Один год и семьдесят пять лет. 1943–1944 и 2018 | страница 15
И всё это в те дни, когда шла Курская битва. Мы только с большим запозданием узнавали о боях этого величайшего сражения. Кто-нибудь из колхозного правления возвращался из короткой поездки в райцентр и привозил новости – рассказывал всем, кого встречал. Люди напряжённо слушали о возвращении в боях наших населённых пунктов. Но слушали с недоверчивой и сдержанной радостью – ещё не исчезли страх и недоумение, давившие нас в долгое время 1941 и 1942 годов. Время, когда мы молча застывали, в который раз услышав чёрные известия: «…После напряжённых боёв наши войска оставили город…» Победа под Москвой только сняла ужас первых месяцев войны и зародила ожидание победы, но последовали тяжелейшие поражения и отступления 1942 года. Победа в Сталинграде воспринималась грандиозным героическим событием, которое произошло уже на самом пределе наших усилий. Она была заслуженной наградой за то, что сумел выдержать наш народ, и заслуженным наказанием зарвавшимся нацистским суперменшам. Стало ясно, что победа над проклятой силой действительно возможна, и теперь, летом 1943 года, наши страстные ожидания успехов наконец стали превращаться в реальные события. Но ещё надо было вжиться в сознание того, что успехи необратимы и, радуясь, мы «не сглазим» их.

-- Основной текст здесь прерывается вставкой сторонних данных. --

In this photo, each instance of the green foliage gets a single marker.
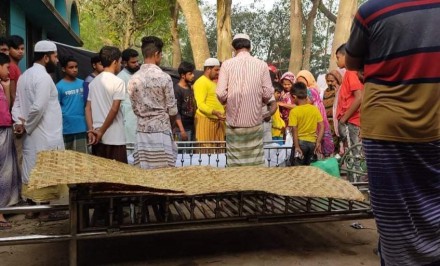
(122, 23)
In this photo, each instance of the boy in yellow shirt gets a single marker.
(304, 120)
(278, 124)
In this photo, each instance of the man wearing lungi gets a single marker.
(152, 97)
(245, 86)
(397, 43)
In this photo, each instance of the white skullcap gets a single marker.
(212, 62)
(45, 46)
(242, 36)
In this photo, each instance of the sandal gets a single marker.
(5, 225)
(53, 216)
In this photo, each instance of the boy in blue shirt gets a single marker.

Дело идёт к осени, и всё чаще слышится тревожное слово «уборка». Слово звучит как-то напряжённо, вроде бы даже с оттенком страха. Больше стало движения телег и даже верховых на дороге. Начали поговаривать об уполномоченном: «Приедет уполномоченный… А вот приедет уполномоченный… Нет, завтра ещё не будет. А его уже вчера в Маралихе видели. Завсегда через день после Маралихи приезжает». И приехал. Я видел, как в середине дня к конторе подъехала рессорная тележка с кучером. В ней сидел толстый и важный дядя слегка бандитского вида. Тележка здорово похилилась набок, а потом поднялась, когда он громоздко вылез из неё. Уполномоченный сделал два шага с пыли и опустил на придорожную траву толстый, коричневой кожи портфель. Снял светло-жёлтую соломенную шляпу, вытер платком потную толстую шею под копной чёрных курчавых волос, вытер лицо с большим висячим носом и снова надел шляпу. Забрав портфель, решительно двинулся по тропинке к конторе. Оттуда, навстречу ему, уже быстро шёл председатель колхоза в сопровождении двух счетоводих. Уже из-за угла избы я видел, как председатель, что-то непрерывно говоря, услужливо распахнул дверь конторы, пропустил вперёд могучую тушу уполномоченного. Вскоре уполномоченный переместился через двор в нашу избу. Его сопровождало всё колхозное начальство, позже мама объяснила, что это были парторг, председатель и четыре бригадира. Две счетоводихи несли охапками папки и скоросшиватели. В конторе расположились вокруг стола за перегородкой, и оттуда начал разноситься могучий голос уполномоченного. Его сопровождало невнятное бормотание начальства. Голос уполномоченного постепенно нарастал, переходя в громовые раскаты. Начальство булькало всё невнятнее, как булькает вода в ручьях во время грозы. Мы неслышно пробрались в избу и проскользнули на печь, от греха подальше. Почему они так боятся этого борова? У него и револьвера не видно. «Под суд отдам! Вы, вы – диверсанты и подкулачники, вы меня ещё узнаете! Я вам не дам поставки срывать! Вы, подкулачники, у меня закрутитесь (та-та-тата-та-та… … …). Если ко вторнику хоть килограмм за вами останется, собирайте котомки, за вами во вторник же приедут!» Ах, вот оно что, вот чего боятся эти видавшие виды, потёртые жизнью мужики, по возрасту или по инвалидности не призванные в армию. Они всей кучкой уныло поплелись за уполномоченным к его коляске, когда уже затемно он окончил разнос и пошёл на выход.